Omong kosong hari peringatan

Hari peringatan, secara simbolis adalah upaya mengingatkan kembali peristiwa-peristiwa historis penting di masa lalu, atau upaya menghargai upacara penting suatu agama. Namun, secara substantif, hari peringatan tidak lebih dari hari libur biasa yang dinanti para pelajar dan buruh yang telah lelah dengan rutinitasnya yang monoton. Tidak salah jika menyebutnya hari peringatan, sebab jika tidak libur, masyarakat mungkin tidak akan ingat. Jika sudah ingat, pasti akan sangat jarang terdengar pertanyaan: “Ini libur hari apa?”. 

Barangkali, peringatan tersebut tidak lebih dari omong kosong belaka pada pamflet yang bertebaran di sosial media. Dia hanya sebatas retorika yang esok harinya menguap entah ke mana. Tanpa ada usaha untuk masuk pada ruang kontemplasi di dalamnya. Tanpa ada pemikiran dalam diri, “mengapa hari ini harus diperingati?”.

Seperti peringatan hari lahirnya Pancasila. Berkali-kali telah diperingati, tetapi nilai-nilai yang terkandung di dalamnya masih terkesan utopia. Masih ada jurang kesenjangan yang memisahkan antara ide yang terkandung dengan realitas yang ada. Jangan-jangan, Pancasila tidak pernah lahir. Dia Hanya alat politik untuk melanggengkan kekuasaan dan menjatuhkan lawan yang tidak sepemikiran. 

Sudah menjadi rahasia umum, jika saat ini para orang yang mengaku paling Pancasilais, di baliknya adalah orang-orang yang justru oportunistis.

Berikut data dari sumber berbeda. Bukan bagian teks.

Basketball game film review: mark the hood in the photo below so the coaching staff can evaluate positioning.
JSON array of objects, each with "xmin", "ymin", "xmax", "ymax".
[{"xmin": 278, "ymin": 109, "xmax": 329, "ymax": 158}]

Menggunakan kedok Pancasila hanya sebagai topeng politik, untuk mendongkrak legitimasi, dan alasan kuat untuk memberantas para "penghalang" dengan memberinya cap "anti-pancasila". 

Dan ironisnya, beberapa dari mereka yang selalu menggaung-gaungkan Pancasila, pernah kedapatan tidak hafal kelima silanya. Mereka menempatkan diri sebagai representasi dari perwujudan nilai luhur daru kelima silanya, tetapi nyatanya—jika bileh menilai secara subjektif—tidak sama sekali; Pancasila berada di antara ada dan ketiadaannya.

Jika sila kesatu itu ada, Tuhan adalah satu-satunya yang di esakan. Bukan uang apalagi jabatan. 

Jika sila kedua itu ada, manusia tidak akan asing dengan kemanusiaan. Setiap hak-hak manusiawinya tidak akan ada yang dirampas, apalagi oleh negara. Kasus-kasus seperti Munir, Wiji Thukul, dan mereka orang-orang yang memperjuangkan kemanusiaan yang lain, tidak akan pernah menjadi korban atas apa yang mereka perjuangkan. 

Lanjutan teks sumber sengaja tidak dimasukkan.